As grandes operadoras de planos de saúde deram vários recados à sociedade quando se recusaram a assinar o termo de compromisso proposto pela ANS para manutenção dos serviços aos inadimplentes durante a pandemia, dentre eles: temos dinheiro; não precisamos de acesso ao fundo bilionário; não importa se meus clientes estão com dificuldades para pagar as mensalidades do plano; podemos cancelar o contrato coletivo no momento em que quisermos, sem precisar justificar desequilíbrio econômico financeiro; podemos exigir cumprimento de novos prazos de carência e cobertura parcial temporária em novos contratos; podemos cancelar o contrato sem oferecer a contratação de outro produto no lugar; podemos aproveitar o vácuo normativo da ANS para insistir na prática arbitrária de cancelamento unilateral de contratos, especialmente os individuais/familiares e/ou os antigos não regulamentados, ou, ainda, aqueles que não dão lucro.
Esse panorama fez aumentar em 62% as reclamações contra planos de saúde no portal de intermediação de conflito Consumidor.gov, de janeiro a abril deste ano em relação ao mesmo período de 2019 conforme dados do Departamento de Proteção e Defesa do Consumidor (DPDC), órgão do Ministério da Justiça.
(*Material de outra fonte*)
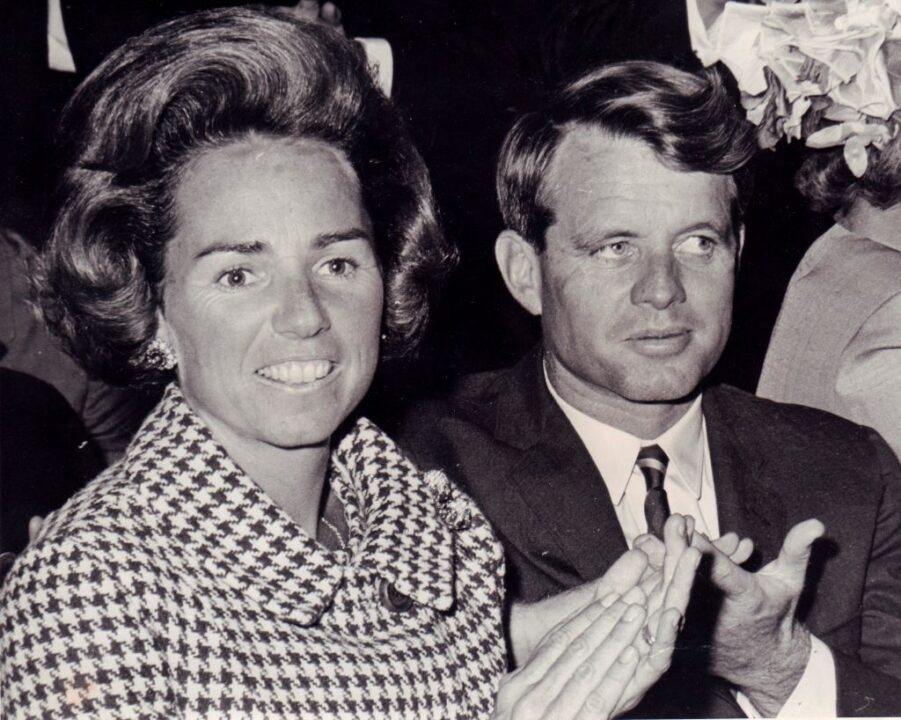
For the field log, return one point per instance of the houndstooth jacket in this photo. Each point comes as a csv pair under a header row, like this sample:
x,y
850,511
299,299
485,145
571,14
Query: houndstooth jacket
x,y
172,586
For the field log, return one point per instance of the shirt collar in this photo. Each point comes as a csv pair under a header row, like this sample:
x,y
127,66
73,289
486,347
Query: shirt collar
x,y
614,451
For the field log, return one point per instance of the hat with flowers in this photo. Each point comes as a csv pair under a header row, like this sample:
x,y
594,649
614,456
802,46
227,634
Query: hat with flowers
x,y
825,71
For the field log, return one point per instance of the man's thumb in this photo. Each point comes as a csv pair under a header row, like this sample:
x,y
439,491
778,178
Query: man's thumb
x,y
791,564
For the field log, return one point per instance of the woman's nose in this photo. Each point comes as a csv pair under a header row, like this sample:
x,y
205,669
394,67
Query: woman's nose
x,y
659,284
300,311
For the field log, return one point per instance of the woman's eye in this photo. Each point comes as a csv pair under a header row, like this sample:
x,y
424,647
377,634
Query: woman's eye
x,y
234,278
Os pronunciamentos de entidades da saúde suplementar sobre o assunto não esgotam o debate da problemática e tudo fica por isso mesmo.
Vera Valente, diretora executiva da Federação Nacional da Saúde Suplementar (FenaSaúde), em matéria no Jornal O Globo do dia 7/6/2020 (https://oglobo.globo.com/economia/defesa-do-consumidor/na-pandemia-negociar-com-planos-de-saude-tarefa-quase-impossivel-24467144) afirma que o setor está sensível às dificuldades dos beneficiários, justificando tal sensibilidade na medida adotada pelas operadoras de planos de saúde de suspender, voluntariamente, por 90 dias, a partir de 1º de maio, os reajustes de contratos de planos individuais, coletivos por adesão e empresariais até 29 vidas.
Como amplamente debatido nesse artigo, que reflete bastante contrariedade na relação conturbada entre usuário do serviço, operadora e ANS, as medidas adotadas pela FenaSaúde são insuficientes e, portanto, não são capazes de, sozinhas, resolverem o grave problema.
Ademais, não podem ser consideradas como benesses para o consumidor, visto que a legislação brasileira autoriza esse mesmo consumidor a pleitear revisão das condições do contrato. Assim, se o consumidor fosse à Justiça para pleitear, individualmente, o que a FenaSaúde fez extrajudicialmente, certamente a justiça poderia lhe garantir o direto de suspensão do reajuste. Importante notar que a FenaSaúde não fez mais que a sua obrigação. O problema é que existem outras obrigações que, até o momento, permanecem, diuturnamente, sendo descumpridas pelas operadoras de planos de saúde, e que não são reconhecidas como ilegítimas por essas empresas, o que dificulta enormemente o diálogo entre os consumidores, governo e as próprias empresas.